Ja natürlich. Es ist immer das gleiche Spiel. Wenn Kosten gespart werden, trifft das zuerst das Ausbildungsbudget. Weil man da noch nichts getan hat, was kurzfristig wehtun könnte. Der Effekt ist schon da: Industriekunden schicken weniger Leute in die Ausbildung. Aber das kompensieren wir mit neuen Zielgruppen und innovativen Angeboten im Dienstleistungsbereich.

 

Ohne neue Angebote ginge es nicht ständig aufwärts?

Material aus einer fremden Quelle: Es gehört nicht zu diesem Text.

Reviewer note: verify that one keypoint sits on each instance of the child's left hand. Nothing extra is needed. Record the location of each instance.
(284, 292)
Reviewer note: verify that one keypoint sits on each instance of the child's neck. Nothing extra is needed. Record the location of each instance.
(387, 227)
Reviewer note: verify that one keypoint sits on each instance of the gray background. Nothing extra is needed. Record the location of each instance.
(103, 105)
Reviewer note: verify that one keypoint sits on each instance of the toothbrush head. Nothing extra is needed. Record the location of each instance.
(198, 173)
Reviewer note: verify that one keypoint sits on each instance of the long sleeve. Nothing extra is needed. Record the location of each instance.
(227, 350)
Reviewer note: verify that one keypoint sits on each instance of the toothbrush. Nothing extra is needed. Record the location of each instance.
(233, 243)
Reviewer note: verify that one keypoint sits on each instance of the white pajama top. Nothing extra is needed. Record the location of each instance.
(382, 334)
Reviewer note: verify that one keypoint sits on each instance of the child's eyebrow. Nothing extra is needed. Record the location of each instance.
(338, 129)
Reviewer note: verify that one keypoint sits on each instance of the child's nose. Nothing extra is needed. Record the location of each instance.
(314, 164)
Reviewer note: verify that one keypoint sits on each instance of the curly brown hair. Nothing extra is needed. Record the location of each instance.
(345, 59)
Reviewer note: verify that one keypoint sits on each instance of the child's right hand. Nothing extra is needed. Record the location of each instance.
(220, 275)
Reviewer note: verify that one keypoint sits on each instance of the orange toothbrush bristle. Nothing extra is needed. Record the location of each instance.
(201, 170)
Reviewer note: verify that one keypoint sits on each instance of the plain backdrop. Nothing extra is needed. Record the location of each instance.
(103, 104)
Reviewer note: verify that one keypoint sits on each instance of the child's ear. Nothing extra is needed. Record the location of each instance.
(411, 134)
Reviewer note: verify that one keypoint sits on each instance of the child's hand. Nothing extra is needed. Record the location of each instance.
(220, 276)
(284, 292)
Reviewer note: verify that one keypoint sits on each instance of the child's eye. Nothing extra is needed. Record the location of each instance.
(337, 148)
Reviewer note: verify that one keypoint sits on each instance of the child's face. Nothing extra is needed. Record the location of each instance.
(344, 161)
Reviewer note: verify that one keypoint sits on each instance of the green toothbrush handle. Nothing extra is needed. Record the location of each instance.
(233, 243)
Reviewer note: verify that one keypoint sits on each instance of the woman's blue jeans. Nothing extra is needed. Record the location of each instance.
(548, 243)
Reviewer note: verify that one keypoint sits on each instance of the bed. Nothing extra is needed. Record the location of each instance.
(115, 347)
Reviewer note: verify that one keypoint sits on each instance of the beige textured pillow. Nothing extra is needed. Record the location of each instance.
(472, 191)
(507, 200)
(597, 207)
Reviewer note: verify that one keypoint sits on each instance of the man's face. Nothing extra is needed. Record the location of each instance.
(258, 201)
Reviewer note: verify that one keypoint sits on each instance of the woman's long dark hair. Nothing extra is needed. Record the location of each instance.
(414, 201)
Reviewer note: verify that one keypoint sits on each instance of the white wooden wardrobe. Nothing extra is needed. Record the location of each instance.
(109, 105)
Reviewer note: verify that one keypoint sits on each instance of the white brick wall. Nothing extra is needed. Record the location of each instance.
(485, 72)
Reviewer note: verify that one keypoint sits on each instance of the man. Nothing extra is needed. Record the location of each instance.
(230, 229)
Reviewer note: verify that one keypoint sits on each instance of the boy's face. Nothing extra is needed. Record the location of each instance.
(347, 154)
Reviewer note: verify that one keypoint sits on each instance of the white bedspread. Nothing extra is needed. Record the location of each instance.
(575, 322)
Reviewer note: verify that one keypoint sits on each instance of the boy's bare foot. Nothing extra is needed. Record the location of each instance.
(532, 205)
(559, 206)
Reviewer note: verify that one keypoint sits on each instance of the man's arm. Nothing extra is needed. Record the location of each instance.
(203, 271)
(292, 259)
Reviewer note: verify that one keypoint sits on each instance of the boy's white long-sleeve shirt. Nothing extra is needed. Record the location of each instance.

Jedes Produkt der SAQ-QUALICON hat einen Lebenszyklus. Neben unseren Klassikern gibt es häufig einen Hype und der verschwindet auch wieder. Deshalb müssen wir dauernd neue Bedürfnisse frühzeitig erkennen. Zurzeit läuft es extrem gut, wir sind super aufgestellt und haben sehr gute Mitarbeiterinnen und Mitarbeiter. Ein extrem professionelles Team. Deshalb bin ich sehr zuversichtlich.

 

Qualität verleiht immer noch Flügel?

Ja. Wer Qualität liefert, hat im Markt klare Vorteile. Die Frauen und Männer, die heute im Qualitätsthema tätig sind, die haben ein Label in der Berufsbezeichnung, das zeitlos ist. Und: Qualitätsfachleute werden auch zukünftig immer gefragt sein. Beat Häfliger, vielen Dank für das Gespräch.